In der Landesliga steht der 25. Spieltag an – und für die drei Hildesheimer Teams geht es ausnahmslos bereits am Samstag um wichtige Punkte. Während der SV Bavenstedt zuhause antritt, müssen der SV Newroz Hildesheim und der VfR Germ. Ochtersum auswärts ran.

SV Ramlingen-Ehlershausen – SV Newroz Hildesheim (Samstag, 15:00 Uhr)

Der SV Newroz Hildesheim ist im neuen Jahr zwar noch ungeschlagen und konnte aus drei Spielen fünf Punkte mitnehmen, steckt aber weiterhin auf einem Abstiegsplatz fest. Nun wartet ausgerechnet der Tabellenzweite SV Ramlingen-Ehlershausen. Eine echte Herausforderung.

Das Hinspiel ging mit 0:2 verloren, und auch diesmal ist die Rollenverteilung klar. Newroz-Trainer Adem Cabuk weiß um die Schwere der Aufgabe:

Ramlingen gehört zu den Topteams der Liga. Wir wissen, was uns da für ein Brett erwartet.

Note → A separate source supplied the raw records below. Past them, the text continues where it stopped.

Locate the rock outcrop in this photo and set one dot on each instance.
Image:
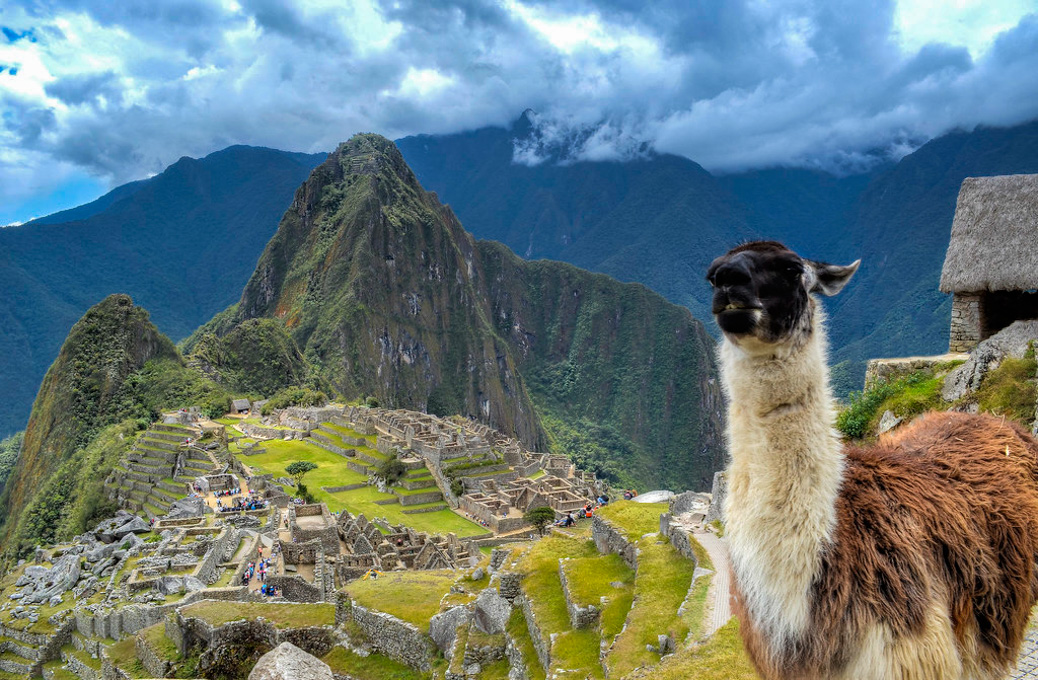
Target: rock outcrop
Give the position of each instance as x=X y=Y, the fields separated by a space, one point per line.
x=289 y=662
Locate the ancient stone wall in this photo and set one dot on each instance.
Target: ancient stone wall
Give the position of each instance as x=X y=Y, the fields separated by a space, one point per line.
x=966 y=315
x=208 y=570
x=155 y=665
x=717 y=494
x=389 y=635
x=609 y=539
x=540 y=645
x=580 y=617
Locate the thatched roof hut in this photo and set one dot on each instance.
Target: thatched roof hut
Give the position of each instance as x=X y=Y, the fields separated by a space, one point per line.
x=991 y=264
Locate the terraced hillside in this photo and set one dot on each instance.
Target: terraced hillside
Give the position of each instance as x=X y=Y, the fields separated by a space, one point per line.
x=159 y=469
x=585 y=603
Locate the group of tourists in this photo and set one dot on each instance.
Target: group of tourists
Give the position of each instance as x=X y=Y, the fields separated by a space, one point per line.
x=240 y=505
x=254 y=570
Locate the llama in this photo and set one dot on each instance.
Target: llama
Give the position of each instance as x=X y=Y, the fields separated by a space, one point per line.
x=914 y=559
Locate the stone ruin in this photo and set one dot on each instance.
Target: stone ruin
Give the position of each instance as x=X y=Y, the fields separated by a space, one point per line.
x=494 y=469
x=394 y=547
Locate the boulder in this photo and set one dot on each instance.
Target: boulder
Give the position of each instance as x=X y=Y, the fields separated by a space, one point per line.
x=289 y=662
x=135 y=525
x=191 y=585
x=888 y=422
x=190 y=507
x=170 y=585
x=1011 y=341
x=442 y=627
x=491 y=612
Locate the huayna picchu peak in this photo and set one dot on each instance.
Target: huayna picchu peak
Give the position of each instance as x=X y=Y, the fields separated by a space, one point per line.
x=387 y=296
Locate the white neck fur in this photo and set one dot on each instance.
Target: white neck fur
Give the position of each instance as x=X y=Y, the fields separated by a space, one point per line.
x=784 y=478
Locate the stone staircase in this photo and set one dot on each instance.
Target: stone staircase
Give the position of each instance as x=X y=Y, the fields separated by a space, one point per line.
x=159 y=469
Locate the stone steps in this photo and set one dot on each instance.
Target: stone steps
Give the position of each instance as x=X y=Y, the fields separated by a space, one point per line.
x=414 y=485
x=80 y=663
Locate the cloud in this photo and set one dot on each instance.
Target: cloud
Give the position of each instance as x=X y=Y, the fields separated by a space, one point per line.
x=119 y=90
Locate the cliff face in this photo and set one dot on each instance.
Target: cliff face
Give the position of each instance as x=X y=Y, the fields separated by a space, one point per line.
x=386 y=295
x=77 y=397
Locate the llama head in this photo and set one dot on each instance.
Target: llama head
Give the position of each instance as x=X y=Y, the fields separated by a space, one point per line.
x=762 y=294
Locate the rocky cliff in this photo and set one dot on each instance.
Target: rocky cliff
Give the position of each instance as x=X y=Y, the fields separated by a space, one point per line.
x=386 y=295
x=79 y=395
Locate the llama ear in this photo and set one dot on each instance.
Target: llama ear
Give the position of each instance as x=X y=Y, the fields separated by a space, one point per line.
x=829 y=279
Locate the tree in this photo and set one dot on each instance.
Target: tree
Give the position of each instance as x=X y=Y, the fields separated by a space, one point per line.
x=299 y=468
x=540 y=517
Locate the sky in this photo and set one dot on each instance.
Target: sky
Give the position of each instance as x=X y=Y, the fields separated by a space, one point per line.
x=98 y=92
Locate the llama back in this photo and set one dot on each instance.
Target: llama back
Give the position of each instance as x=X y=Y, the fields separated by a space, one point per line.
x=940 y=517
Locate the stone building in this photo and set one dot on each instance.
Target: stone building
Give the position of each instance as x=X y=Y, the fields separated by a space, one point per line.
x=991 y=266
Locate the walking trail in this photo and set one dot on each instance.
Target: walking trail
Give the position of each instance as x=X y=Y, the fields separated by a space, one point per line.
x=717 y=598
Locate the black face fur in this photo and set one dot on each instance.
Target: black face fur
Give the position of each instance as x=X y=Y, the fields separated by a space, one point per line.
x=762 y=289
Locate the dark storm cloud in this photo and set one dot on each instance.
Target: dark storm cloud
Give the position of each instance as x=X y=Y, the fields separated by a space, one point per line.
x=733 y=84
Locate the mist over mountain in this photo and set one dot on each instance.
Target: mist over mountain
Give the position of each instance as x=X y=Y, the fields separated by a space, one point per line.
x=387 y=296
x=661 y=220
x=182 y=243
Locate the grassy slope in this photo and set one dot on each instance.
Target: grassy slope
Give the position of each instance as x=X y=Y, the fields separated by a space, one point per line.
x=332 y=471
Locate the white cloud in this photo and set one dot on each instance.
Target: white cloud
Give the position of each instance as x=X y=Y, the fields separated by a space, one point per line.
x=119 y=90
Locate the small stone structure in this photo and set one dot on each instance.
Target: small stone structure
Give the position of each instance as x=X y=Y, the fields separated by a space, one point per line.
x=991 y=265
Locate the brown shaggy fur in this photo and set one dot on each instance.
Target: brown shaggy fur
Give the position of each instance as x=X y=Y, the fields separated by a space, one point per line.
x=944 y=511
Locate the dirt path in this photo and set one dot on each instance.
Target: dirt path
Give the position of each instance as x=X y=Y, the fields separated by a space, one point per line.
x=1027 y=662
x=717 y=598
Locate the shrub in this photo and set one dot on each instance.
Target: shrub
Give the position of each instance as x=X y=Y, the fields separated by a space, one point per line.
x=540 y=517
x=304 y=493
x=391 y=470
x=1010 y=389
x=295 y=397
x=299 y=468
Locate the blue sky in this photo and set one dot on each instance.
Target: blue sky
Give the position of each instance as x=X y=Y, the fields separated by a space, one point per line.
x=94 y=93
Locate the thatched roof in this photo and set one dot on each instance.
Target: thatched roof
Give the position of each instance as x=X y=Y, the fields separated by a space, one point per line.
x=994 y=236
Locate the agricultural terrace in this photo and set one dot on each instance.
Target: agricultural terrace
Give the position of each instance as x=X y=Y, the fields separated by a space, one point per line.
x=332 y=471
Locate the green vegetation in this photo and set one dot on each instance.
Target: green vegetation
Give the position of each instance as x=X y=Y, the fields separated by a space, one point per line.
x=660 y=587
x=720 y=657
x=540 y=517
x=391 y=470
x=905 y=397
x=299 y=468
x=72 y=499
x=333 y=471
x=411 y=596
x=1010 y=390
x=634 y=519
x=373 y=667
x=165 y=384
x=256 y=356
x=295 y=397
x=281 y=615
x=9 y=451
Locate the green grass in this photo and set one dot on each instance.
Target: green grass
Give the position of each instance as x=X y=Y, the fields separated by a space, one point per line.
x=1009 y=389
x=721 y=657
x=591 y=578
x=660 y=587
x=411 y=596
x=373 y=667
x=157 y=641
x=282 y=616
x=635 y=519
x=332 y=471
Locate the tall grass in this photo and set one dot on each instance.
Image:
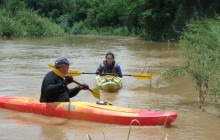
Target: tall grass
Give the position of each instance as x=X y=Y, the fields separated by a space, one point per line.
x=200 y=45
x=17 y=21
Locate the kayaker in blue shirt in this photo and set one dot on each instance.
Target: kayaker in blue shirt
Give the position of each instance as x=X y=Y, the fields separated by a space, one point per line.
x=54 y=88
x=109 y=66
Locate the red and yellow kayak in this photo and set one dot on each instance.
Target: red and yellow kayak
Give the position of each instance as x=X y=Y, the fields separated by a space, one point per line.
x=88 y=111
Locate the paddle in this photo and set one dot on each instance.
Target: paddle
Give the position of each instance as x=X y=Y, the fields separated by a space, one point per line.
x=95 y=91
x=141 y=76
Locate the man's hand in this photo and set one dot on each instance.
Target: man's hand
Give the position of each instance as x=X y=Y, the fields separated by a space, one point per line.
x=83 y=87
x=68 y=80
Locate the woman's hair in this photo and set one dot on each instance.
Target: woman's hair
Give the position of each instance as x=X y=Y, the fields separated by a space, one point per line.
x=110 y=53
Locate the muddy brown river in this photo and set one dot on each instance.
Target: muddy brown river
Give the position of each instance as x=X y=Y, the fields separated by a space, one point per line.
x=23 y=64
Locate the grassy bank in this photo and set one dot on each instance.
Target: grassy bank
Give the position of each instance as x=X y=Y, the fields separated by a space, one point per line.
x=18 y=21
x=200 y=45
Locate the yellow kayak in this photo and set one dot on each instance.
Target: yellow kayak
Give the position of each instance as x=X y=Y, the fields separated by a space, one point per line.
x=109 y=83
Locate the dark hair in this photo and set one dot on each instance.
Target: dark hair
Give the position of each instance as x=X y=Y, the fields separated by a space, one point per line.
x=110 y=53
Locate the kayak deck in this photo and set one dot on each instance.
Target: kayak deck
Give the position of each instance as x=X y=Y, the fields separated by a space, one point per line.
x=88 y=111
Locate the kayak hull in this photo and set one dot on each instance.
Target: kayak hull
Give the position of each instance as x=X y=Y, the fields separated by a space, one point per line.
x=109 y=83
x=88 y=111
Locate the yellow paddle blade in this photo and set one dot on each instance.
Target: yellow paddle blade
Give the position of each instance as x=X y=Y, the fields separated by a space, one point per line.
x=142 y=76
x=95 y=93
x=73 y=72
x=53 y=68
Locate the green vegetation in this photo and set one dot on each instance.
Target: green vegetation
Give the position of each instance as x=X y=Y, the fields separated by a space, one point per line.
x=200 y=45
x=159 y=20
x=17 y=21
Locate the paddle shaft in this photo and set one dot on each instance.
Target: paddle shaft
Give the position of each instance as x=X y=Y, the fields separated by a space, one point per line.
x=80 y=84
x=114 y=74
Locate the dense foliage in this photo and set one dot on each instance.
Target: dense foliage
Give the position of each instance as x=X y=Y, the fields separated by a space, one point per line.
x=200 y=45
x=17 y=21
x=151 y=19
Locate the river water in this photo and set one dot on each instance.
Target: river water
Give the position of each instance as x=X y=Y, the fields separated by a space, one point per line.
x=24 y=63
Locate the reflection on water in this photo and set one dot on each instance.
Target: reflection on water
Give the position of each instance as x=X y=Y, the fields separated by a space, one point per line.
x=24 y=63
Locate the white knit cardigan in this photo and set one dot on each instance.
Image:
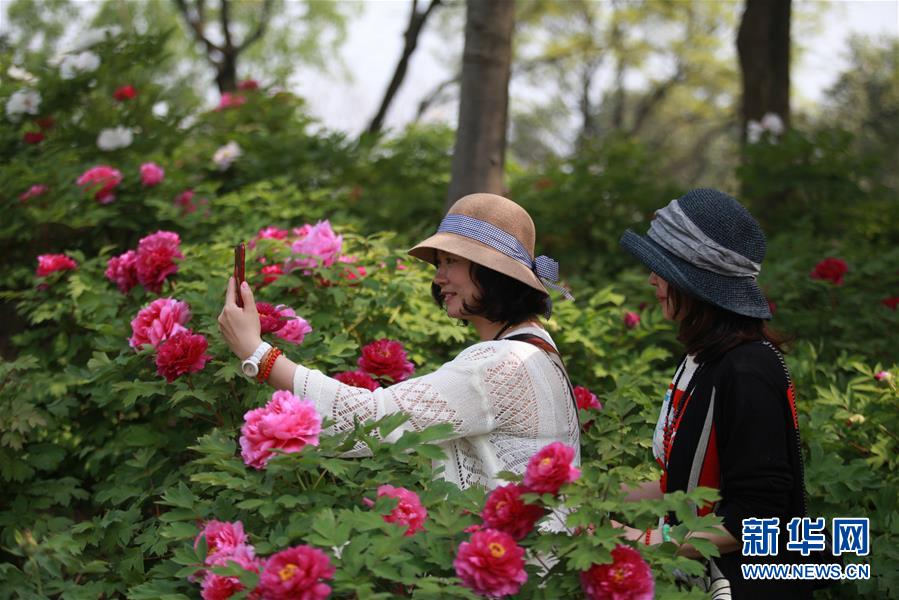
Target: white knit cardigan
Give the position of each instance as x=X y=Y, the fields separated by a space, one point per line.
x=505 y=400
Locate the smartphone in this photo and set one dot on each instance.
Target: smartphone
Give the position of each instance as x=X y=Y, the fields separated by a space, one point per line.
x=240 y=251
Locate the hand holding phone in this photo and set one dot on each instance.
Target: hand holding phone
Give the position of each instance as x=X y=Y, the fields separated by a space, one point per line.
x=239 y=273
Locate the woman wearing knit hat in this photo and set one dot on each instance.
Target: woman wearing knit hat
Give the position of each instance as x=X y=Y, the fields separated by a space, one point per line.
x=728 y=419
x=506 y=397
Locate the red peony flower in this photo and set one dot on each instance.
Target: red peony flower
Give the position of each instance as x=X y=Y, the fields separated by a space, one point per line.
x=296 y=574
x=286 y=423
x=50 y=263
x=627 y=578
x=386 y=359
x=505 y=511
x=156 y=256
x=122 y=271
x=126 y=92
x=269 y=317
x=409 y=510
x=357 y=379
x=222 y=539
x=158 y=321
x=103 y=177
x=33 y=192
x=184 y=352
x=631 y=319
x=550 y=469
x=491 y=564
x=151 y=174
x=831 y=269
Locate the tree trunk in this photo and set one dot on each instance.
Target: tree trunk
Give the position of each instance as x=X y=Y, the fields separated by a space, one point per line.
x=763 y=45
x=479 y=154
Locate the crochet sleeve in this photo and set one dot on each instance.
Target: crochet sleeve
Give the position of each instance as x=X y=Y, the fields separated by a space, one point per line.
x=467 y=392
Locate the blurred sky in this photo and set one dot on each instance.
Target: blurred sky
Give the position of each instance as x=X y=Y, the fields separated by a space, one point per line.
x=374 y=45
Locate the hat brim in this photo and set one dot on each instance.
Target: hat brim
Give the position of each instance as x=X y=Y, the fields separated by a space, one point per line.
x=476 y=252
x=740 y=295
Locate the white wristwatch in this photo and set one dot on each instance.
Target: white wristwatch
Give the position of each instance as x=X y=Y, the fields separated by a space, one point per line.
x=250 y=366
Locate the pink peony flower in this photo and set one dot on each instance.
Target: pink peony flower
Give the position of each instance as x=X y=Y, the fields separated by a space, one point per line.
x=33 y=192
x=631 y=319
x=627 y=578
x=286 y=423
x=269 y=318
x=223 y=538
x=156 y=256
x=318 y=246
x=296 y=574
x=505 y=511
x=357 y=379
x=184 y=352
x=831 y=269
x=271 y=273
x=409 y=510
x=126 y=92
x=550 y=469
x=294 y=328
x=50 y=263
x=491 y=564
x=122 y=271
x=229 y=100
x=151 y=174
x=218 y=587
x=158 y=321
x=185 y=201
x=386 y=359
x=586 y=400
x=103 y=177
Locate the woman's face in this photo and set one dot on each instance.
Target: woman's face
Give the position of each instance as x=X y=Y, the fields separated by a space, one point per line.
x=453 y=277
x=661 y=287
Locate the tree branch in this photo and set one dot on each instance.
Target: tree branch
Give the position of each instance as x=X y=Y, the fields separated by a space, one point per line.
x=413 y=31
x=260 y=27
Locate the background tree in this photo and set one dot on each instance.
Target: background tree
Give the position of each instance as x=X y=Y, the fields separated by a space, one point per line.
x=763 y=45
x=479 y=154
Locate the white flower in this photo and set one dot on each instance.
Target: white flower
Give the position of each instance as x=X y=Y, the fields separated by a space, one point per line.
x=94 y=36
x=115 y=138
x=754 y=131
x=225 y=156
x=773 y=123
x=21 y=74
x=72 y=65
x=21 y=102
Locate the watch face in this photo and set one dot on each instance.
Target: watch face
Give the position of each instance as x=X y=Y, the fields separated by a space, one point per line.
x=249 y=369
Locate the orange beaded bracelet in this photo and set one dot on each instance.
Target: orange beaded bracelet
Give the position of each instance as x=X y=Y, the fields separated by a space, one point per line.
x=267 y=364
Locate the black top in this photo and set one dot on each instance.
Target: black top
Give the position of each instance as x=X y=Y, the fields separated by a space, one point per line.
x=761 y=472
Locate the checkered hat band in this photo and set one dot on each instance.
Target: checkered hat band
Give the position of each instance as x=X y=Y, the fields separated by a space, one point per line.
x=502 y=241
x=674 y=231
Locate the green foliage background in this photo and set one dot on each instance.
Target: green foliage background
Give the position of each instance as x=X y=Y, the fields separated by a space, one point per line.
x=107 y=471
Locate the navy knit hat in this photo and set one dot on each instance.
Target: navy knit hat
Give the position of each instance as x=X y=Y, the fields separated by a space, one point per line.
x=708 y=245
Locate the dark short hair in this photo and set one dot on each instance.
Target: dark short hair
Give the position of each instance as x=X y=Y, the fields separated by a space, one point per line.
x=501 y=299
x=708 y=331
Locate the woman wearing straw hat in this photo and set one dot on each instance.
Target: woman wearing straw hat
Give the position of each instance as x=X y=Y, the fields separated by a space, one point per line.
x=728 y=419
x=506 y=397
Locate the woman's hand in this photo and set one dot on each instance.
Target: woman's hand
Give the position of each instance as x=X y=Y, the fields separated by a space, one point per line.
x=240 y=326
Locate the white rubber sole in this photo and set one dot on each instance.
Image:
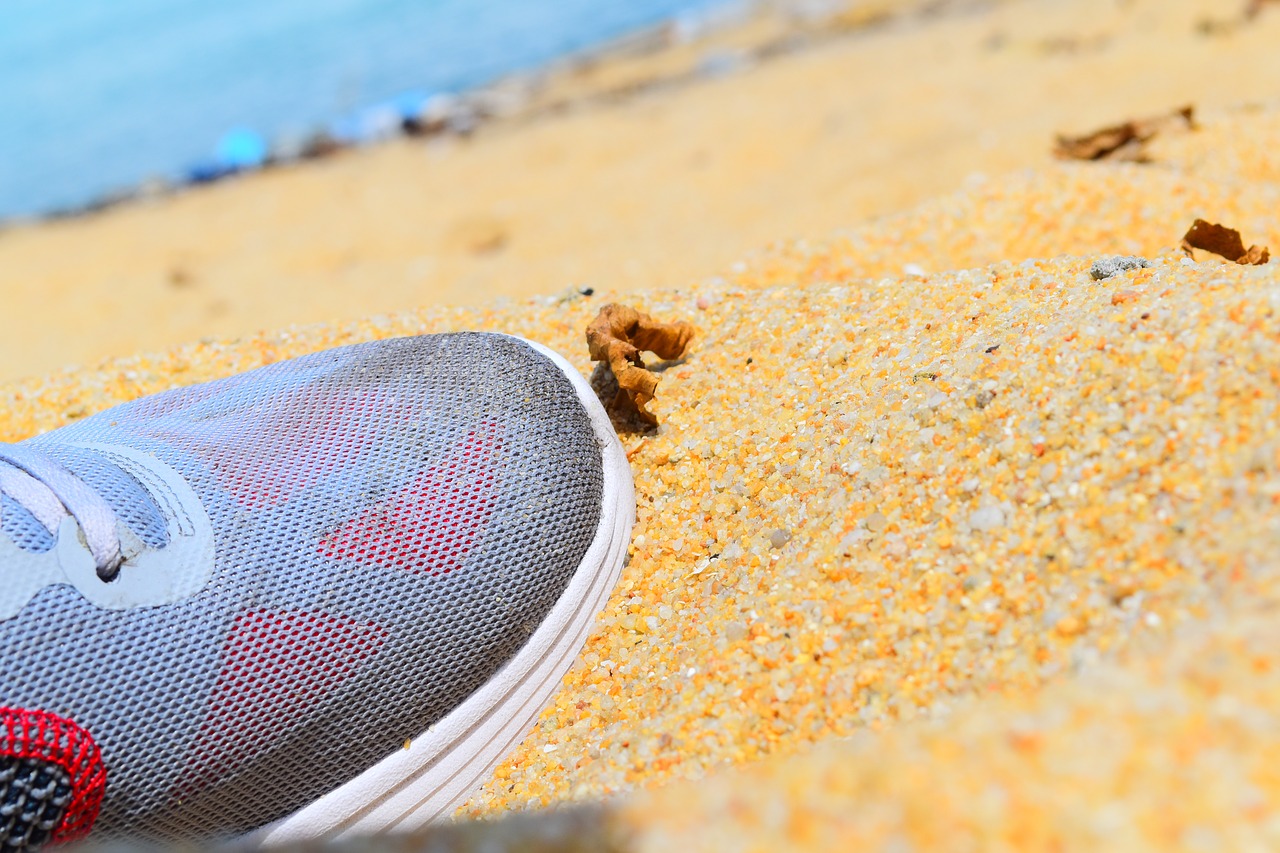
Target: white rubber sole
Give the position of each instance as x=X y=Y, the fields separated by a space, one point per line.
x=446 y=763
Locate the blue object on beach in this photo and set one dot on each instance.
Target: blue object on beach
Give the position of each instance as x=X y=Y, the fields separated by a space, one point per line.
x=241 y=149
x=206 y=172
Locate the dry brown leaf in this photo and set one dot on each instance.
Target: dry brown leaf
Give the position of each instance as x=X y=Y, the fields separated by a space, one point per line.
x=617 y=337
x=1224 y=242
x=1123 y=142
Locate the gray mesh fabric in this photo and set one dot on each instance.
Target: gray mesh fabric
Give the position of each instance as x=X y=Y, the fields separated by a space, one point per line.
x=392 y=521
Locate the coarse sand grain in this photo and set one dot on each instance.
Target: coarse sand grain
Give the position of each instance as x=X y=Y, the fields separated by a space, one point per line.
x=1027 y=589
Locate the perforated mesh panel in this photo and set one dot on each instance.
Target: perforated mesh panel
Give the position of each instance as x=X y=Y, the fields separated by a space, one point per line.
x=393 y=520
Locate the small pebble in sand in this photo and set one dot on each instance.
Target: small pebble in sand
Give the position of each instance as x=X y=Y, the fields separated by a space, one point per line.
x=987 y=519
x=1116 y=264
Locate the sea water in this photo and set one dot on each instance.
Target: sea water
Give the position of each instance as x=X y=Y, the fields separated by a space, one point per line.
x=101 y=95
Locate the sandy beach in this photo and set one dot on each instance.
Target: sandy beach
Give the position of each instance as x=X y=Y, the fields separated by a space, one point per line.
x=942 y=543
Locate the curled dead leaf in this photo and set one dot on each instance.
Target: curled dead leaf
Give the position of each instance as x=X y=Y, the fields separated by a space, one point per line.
x=1123 y=142
x=617 y=337
x=1224 y=242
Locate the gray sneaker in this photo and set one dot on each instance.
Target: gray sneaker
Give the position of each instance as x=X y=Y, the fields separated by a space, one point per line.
x=319 y=598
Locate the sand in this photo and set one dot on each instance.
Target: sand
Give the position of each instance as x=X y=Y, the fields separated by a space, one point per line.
x=941 y=542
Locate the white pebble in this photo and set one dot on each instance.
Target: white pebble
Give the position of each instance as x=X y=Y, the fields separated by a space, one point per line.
x=987 y=519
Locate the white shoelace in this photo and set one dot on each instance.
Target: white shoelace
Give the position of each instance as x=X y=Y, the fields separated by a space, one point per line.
x=50 y=492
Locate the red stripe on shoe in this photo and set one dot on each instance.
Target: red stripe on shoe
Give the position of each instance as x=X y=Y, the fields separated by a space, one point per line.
x=48 y=737
x=432 y=523
x=277 y=667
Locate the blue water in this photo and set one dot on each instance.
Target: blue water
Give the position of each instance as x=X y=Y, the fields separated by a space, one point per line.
x=100 y=95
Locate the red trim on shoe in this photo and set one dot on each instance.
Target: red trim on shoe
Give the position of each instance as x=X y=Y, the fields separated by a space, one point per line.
x=46 y=737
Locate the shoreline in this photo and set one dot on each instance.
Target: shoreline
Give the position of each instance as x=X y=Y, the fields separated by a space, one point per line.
x=662 y=186
x=757 y=31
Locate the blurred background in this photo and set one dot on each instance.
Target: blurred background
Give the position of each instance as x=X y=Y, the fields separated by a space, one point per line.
x=173 y=170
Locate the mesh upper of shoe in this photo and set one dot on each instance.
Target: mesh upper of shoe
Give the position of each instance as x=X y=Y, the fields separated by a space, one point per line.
x=392 y=521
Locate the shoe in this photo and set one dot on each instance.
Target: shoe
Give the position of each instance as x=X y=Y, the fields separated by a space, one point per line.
x=320 y=598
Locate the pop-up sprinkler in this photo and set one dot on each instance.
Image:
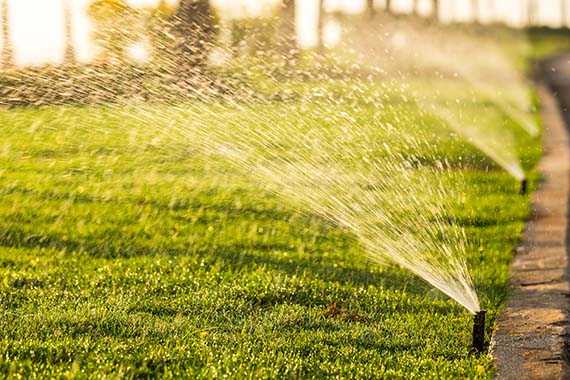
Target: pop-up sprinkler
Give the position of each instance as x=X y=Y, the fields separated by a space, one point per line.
x=524 y=187
x=479 y=331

Dennoch richtet er den Fokus auf die eigene Leistung:

Grundsätzlich müssen wir es schaffen, über 90 Minuten eine bessere Konstanz auf den Platz zu bringen. Dabei geht es um Mut und Intensität. Es muss uns gelingen, über 90 Minuten die Basics noch mehr auf den Rasen zu bringen und mit der richtigen Einstellung und der notwendigen Überzeugung in die Partie zu gehen.

SV Bavenstedt – SV Arminia Hannover (Samstag, 15:00 Uhr)

Nach dem knappen Derbysieg gegen Ochtersum empfängt der SV Bavenstedt nun den punktgleichen SV Arminia Hannover. Beide Teams stehen bei 34 Zählern, wobei die Gäste noch ein Spiel weniger absolviert haben.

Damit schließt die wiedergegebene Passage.